- Heybetten yerle bir oldu, tepesi de o heybetle eteğiyle birleşti.
- با زمین هموار شد که از نهیب ** گشت بالایش از آن هیبت نشیب
- Derken yine kendime geldim, gördüm ki Tur’la Musa, eskisi gidi durmakta.
- باز با خود آمدم زان انتشار ** باز دیدم طور و موسی برقرار
- Yalnız dağın eteğindeki çölde yüzleri Musa’ya benzeyen bir alay halk var.
- وآن بیابان سر به سر در ذیل کوه ** پر خلایق شکل موسی در وجوه
- Onun gibi onların ellerinde de birer asâ var, hırkası, tıpkı onların hırkasına benziyor. Hepside eteğini çemremiş kendi turuna gitmekte.
- چون عصا و خرقهی او خرقهشان ** جمله سوی طور خوش دامن کشان
- Hepsi ellerini duaya kaldırmış, “Rabbim bana görün” demeye koyulmuş. 2445
- جمله کفها در دعا افراخته ** نغمهی ارنی به هم در ساخته
- Sonra yine o dalgınlıktan kendime geldim, her birinin sureti bana başka türlü göründü.
- باز آن غشیان چو از من رفت زود ** صورت هر یک دگرگونم نمود
- Hepsi de Tanrı âşığı peygamberdi bunların. Bu suretle bana peygamberlerin birliği anlatılmış oldu.

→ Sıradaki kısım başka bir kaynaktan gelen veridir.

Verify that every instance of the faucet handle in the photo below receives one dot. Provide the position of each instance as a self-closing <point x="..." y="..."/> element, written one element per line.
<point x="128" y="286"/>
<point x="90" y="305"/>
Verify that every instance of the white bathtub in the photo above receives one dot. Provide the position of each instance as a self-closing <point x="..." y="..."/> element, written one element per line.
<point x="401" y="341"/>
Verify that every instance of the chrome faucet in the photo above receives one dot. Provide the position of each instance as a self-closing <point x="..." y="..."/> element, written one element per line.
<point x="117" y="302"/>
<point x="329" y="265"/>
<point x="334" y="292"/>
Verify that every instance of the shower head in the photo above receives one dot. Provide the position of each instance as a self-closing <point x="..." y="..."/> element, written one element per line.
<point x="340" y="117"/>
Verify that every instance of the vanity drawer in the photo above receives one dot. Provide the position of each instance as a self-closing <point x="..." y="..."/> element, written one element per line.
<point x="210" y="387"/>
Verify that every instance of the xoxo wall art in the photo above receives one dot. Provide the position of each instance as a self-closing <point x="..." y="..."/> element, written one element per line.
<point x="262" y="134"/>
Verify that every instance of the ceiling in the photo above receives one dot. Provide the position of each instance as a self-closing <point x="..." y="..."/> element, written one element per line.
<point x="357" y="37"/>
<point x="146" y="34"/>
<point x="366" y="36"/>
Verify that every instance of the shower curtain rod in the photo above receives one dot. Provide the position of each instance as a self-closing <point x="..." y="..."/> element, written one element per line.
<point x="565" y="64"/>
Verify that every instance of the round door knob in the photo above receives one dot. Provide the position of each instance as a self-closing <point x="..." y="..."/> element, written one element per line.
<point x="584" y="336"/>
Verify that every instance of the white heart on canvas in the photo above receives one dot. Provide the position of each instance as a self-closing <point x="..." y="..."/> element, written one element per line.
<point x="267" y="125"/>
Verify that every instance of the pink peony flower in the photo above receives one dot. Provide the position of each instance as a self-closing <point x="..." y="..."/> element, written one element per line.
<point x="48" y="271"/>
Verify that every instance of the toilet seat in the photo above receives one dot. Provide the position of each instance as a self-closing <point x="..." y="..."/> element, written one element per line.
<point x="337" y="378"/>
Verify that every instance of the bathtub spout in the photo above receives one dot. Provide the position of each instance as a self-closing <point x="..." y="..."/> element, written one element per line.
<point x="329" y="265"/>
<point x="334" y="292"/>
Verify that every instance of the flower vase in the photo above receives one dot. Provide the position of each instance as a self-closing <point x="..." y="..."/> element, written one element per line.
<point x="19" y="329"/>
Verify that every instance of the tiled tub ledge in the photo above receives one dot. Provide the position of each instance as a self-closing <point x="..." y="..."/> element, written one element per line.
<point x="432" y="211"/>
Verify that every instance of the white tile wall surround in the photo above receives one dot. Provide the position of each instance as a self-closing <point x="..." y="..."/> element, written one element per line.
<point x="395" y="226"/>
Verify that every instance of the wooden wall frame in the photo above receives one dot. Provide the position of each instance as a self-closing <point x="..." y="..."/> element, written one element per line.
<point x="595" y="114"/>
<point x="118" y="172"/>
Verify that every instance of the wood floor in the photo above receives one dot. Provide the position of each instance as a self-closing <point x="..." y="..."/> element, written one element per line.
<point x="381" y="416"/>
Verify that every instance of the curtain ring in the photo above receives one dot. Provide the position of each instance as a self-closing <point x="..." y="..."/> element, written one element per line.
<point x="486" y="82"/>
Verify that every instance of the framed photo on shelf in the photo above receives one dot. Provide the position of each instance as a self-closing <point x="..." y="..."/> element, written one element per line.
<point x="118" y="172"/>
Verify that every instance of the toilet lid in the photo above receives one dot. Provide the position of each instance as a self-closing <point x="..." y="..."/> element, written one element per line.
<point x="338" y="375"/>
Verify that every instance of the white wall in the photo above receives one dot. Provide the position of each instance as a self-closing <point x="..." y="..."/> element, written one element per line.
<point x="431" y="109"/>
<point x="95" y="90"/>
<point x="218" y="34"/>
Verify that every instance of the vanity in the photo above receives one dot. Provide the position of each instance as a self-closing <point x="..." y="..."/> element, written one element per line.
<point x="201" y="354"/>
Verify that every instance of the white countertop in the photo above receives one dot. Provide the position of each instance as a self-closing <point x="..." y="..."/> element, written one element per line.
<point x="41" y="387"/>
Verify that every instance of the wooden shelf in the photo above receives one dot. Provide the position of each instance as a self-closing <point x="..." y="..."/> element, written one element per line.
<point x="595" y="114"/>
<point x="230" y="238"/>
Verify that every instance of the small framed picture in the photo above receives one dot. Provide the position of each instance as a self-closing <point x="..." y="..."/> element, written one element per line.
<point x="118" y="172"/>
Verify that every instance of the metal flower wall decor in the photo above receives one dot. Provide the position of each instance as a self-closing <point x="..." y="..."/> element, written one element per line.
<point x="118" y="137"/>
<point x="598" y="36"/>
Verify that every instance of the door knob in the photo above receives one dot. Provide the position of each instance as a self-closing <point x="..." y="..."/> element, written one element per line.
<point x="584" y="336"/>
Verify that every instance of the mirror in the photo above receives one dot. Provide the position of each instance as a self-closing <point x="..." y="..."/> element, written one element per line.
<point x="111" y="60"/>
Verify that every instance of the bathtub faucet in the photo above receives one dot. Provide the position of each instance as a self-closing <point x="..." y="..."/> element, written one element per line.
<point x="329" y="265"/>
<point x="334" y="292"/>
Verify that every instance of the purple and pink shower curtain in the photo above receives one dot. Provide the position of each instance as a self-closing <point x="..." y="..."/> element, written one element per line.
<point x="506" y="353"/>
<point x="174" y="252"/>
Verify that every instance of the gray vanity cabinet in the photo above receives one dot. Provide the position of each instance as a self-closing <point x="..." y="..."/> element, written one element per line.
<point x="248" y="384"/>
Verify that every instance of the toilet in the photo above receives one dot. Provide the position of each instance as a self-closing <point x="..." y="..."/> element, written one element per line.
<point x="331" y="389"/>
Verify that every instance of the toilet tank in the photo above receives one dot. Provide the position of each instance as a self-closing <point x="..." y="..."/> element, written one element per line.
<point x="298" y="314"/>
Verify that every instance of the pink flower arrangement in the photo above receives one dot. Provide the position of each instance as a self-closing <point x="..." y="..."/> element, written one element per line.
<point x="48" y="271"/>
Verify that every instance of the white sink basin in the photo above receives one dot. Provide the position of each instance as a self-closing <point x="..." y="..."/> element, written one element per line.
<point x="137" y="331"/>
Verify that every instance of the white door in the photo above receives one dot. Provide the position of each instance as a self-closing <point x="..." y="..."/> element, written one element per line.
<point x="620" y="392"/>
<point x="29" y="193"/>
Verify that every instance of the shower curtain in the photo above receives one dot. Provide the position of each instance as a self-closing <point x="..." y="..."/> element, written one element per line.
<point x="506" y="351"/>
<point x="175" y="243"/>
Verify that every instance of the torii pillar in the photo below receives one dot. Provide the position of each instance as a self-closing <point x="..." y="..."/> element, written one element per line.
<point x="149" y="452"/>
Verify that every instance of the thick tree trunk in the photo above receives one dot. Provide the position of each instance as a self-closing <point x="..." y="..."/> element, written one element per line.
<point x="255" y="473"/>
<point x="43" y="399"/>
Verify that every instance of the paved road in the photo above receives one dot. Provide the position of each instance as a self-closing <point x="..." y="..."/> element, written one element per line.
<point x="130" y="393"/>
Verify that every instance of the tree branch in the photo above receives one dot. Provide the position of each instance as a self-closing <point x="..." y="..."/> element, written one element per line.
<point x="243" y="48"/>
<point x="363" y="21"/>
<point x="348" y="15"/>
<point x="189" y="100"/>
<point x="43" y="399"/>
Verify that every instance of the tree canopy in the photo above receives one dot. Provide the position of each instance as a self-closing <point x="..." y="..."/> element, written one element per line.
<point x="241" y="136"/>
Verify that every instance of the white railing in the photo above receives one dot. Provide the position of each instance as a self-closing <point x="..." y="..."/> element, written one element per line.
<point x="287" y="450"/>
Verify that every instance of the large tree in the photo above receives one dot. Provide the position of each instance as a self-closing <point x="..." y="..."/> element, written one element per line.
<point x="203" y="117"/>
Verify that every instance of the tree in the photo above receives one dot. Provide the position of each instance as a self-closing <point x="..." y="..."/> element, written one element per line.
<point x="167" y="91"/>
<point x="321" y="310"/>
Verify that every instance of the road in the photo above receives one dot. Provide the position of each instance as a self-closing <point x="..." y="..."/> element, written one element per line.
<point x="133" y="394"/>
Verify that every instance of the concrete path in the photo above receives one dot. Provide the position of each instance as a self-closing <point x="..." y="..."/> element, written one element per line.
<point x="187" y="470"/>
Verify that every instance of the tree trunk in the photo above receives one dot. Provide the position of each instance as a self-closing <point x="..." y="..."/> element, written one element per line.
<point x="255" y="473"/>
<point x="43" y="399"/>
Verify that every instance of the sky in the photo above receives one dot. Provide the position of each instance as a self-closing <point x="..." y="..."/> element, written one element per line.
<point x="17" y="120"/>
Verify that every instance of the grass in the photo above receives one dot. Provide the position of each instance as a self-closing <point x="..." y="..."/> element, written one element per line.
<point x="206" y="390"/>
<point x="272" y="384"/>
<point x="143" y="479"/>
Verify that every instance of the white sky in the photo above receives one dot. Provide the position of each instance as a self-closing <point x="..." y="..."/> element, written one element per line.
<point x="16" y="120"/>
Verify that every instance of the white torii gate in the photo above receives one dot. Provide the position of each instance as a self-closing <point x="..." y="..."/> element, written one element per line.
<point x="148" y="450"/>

- انبیا بودند ایشان اهل ود ** اتحاد انبیاام فهم شد
- Bu sırada yine o ulu melekleri gördüm. Kardan meydana gelmişti bunlar.
- باز املاکی همی دیدم شگرف ** صورت ایشان بد از اجرام برف
- Bunlardan başka yardım dileyen bir halka melek daha vardı ki onlarda ateşten yaratılmışlardı.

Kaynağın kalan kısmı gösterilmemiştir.